Meyer was quick to compare the convertible to the promotional photos, noting the black seats as opposed to the car's white interior. "An Intra-Company memo dated September 3, 1968, stated that all October and November Shelby convertibles should have white interiors," Meyer points out. "Over 600 Shelbys were built before another convertible came through with a black interior. However, Ford typically used dark interiors for promotional photos, so the white seats in the photo car were either replaced with black versions or airbrushed."
When photos were needed for '70 Shelbys, which were left-over '69s with hood stripes and front chin spoiler, the photos of the Acapulco Blue convertible were simply touched up with the updated items.
In some of the color factory photos, the car appears to have a green tint. Meyer attributes that to the studio lighting.
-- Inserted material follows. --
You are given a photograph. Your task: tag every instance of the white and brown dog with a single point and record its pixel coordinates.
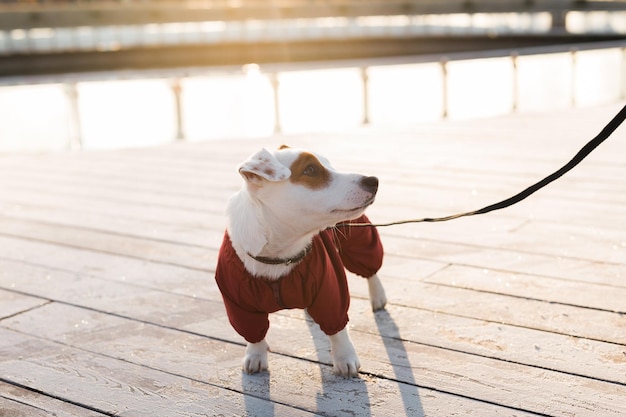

Although the vintage promo photos show an antenna on the driver-side rear quarter-panel, Meyer was unable to find evidence that the car ever had an antenna installed. He thinks a square-base antenna was simply glued in place for the photos. "An antenna hole was never drilled on this car," Meyer explains. "At that point, they were probably unsure of which antenna to use since the '69 Shelby was the first Mustang with fiberglass front fenders."
Original photos also show a chrome console insert, which Meyer attributes to a possible lack of woodgrain versions for the car's early production.
As one of the most knowledgeable '69-'70 Mustang experts on the planet, Meyer notes several other early production variances, like standard seatbelts (later Shelbys were equipped with Deluxe versions), black camera-case radio bezel (instead of the later woodgrain), and square, metal breather cap elbows on the valve covers. The special Shelby grille is also retained by hex-head screws; on later cars, the screws were eliminated by spot welding the grille in place from behind.
After its Florida marketing use in early 1969, the GT500 convertible was sold in Miami, where it remained through the 1980s. Meyer knew about the car, but wasn't aware of its early production status until shortly before it was delivered to his shop for a restoration. At that point, he felt the car was the original promotional convertible and started pulling together the evidence.
When the GT500 arrived at Meyer's shop, it was already painted but unassembled. Then Meyer got a call from the Ohio district attorney's office. "They were trying to confiscate the car because a previous owner owed back taxes," he says. "The guy eventually went to prison."